Newspapers reported that the inquiry had been a heavy blow to the police force, with suicides among the ranks, imploded marriages and careers in tatters. Commissioner Tony Fitzgerald warned that those against his inquiry were behind a nasty propaganda campaign to discredit his hearings.

The
Courier-Mail
wrote: ‘He [Fitzgerald] says stories have been spread around the force urging officers to stick together, because police can only rely on each other; not to help the inquiry because it is ruining police morale; and not to dob in mates or their career could be finished.

‘Mr Fitzgerald has warned police not to be fooled by their corrupt colleagues.’

The article alleged that some police officers felt their colleagues were not getting a fair go at the inquiry. Many police objected strongly to prostitutes giving evidence, because they held grudges against the police. ‘The officers behind this propaganda are known in the force as the “Mouse Pack”. According to police sources, these officers are juniors to the more celebrated “Rat Pack”.

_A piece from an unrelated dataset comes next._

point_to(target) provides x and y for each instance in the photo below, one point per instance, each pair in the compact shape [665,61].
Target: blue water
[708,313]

The first six months had naturally been a destabilising period for the force as a whole. Week after week, the daily diet of police scandals in the media rolled out like some salacious, serialised penny dreadful. And officers across the board – corrupt or not – waited for their ‘notice of allegations’ – that slip of paper on commission of inquiry letterhead that informed them that they were soon to be named in evidence, and they best attend the hearings.

The family of former assistant commissioner, Tony Murphy, said it was a terrible time. ‘Every morning he’d have to go and get the [news]papers – “I’m in it again.” It was a horrible feeling to have things said about you that weren’t true,’ they said. ‘On the news every night. We were all waiting for him to be called. His solicitor got a bit cranky with Tony. He kept saying, “I want to give evidence.” He wanted to set things right and he never had that opportunity.’

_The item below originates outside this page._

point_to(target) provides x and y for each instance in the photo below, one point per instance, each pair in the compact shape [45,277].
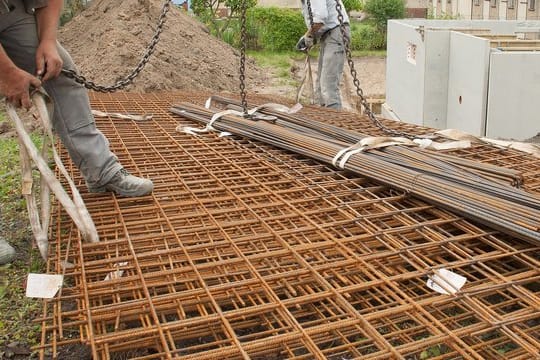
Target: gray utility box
[478,76]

Police morale hit rock bottom. ‘For those who have been innocently named, it may be more than 12 months before their names can be cleared,’ the
Courier-Mail
attested. ‘But for others who have been quite rightly named, the biggest worry for them is: how much have they got on me?

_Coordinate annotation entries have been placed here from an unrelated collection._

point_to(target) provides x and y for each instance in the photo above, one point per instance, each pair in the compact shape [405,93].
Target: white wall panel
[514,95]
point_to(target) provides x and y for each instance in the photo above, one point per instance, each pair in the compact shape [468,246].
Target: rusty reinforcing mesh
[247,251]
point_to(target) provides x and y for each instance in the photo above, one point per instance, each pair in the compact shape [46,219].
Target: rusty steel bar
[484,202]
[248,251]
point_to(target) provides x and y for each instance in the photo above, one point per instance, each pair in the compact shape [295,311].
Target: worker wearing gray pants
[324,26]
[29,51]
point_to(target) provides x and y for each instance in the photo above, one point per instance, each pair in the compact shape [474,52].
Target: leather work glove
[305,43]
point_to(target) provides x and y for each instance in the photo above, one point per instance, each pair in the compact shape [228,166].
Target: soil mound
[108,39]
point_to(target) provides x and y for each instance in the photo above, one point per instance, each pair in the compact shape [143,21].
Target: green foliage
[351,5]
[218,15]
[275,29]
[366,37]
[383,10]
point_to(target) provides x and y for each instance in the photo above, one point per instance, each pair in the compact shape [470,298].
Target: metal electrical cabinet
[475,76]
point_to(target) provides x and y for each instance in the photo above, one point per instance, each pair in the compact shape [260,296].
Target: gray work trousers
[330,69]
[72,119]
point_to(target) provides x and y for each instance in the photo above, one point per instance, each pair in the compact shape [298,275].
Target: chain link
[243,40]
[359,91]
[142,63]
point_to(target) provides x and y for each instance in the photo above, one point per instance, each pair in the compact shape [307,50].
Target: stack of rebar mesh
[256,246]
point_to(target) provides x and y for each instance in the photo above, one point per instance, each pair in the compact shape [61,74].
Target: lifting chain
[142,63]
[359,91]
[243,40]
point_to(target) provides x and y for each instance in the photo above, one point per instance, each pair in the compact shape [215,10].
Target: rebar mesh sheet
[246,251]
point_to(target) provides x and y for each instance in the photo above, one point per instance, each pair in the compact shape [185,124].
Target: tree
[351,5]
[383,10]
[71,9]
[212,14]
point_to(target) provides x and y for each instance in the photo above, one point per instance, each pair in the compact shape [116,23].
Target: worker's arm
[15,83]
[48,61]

‘For the rest of the force, they are wondering who they can trust. ‘‘It’s very disheartening,” said one junior officer. “The policemen who you were told to look up to, you now realise are bad, bad people. A lot of them used to be the success stories of the police force, the people young officers modelled themselves on.

‘‘‘Well, nobody believes in success stories anymore.’’’

Another senior officer lamented: ‘While I’ve been out risking my life doing my job, I discover some of these bastards around me have been sitting around getting paid off. They deserve all they get.’

As for Lewis, he says he had several discussions with Don Lane about the progress of the inquiry. ‘I spoke to Lane a few times and said, “Look, for goodness sake, tell the Premier or somebody to … exercise some control over the inquiry,”’ says Lewis. ‘Because at that stage they were just going to go on forever, which they did … I thought he [Lane] might have some way that he could say, not stop it or interfere with them, but just to keep it within some sort of manageable … territory.’

Hunting the Predators

Kym Goldup, a fifth-generation Gold Coaster, could have done anything with her life. When she first graduated from the University of Queensland she considered becoming a forensic scientist. Instead, she joined the Queensland police and by March 1983 was sworn in as a constable. After a month at the city station in the Brisbane CBD, she served another month in the Traffic Branch before being seconded to Mobile Patrols on the Gold Coast – her home turf.

Early in her career, Goldup expressed a fascination with sexual offences, and acquitted a course with the Rape Squad. With her academic background, she was considered the perfect fit for the Juvenile Aid Bureau (JAB), founded by former commissioner Frank Bischof and headed up for a number of years by Terry Lewis. She started working for the Gold Coast branch of the JAB in 1984, investigating cases of incest. It was here that she got her first real insight into paedophilia. ‘I didn’t know at the time but there was a group of detectives in Juvenile Aid who were investigating things to do with paedophiles and the Brett’s Boys [male brothel in Brisbane] thing,’ Goldup recalls.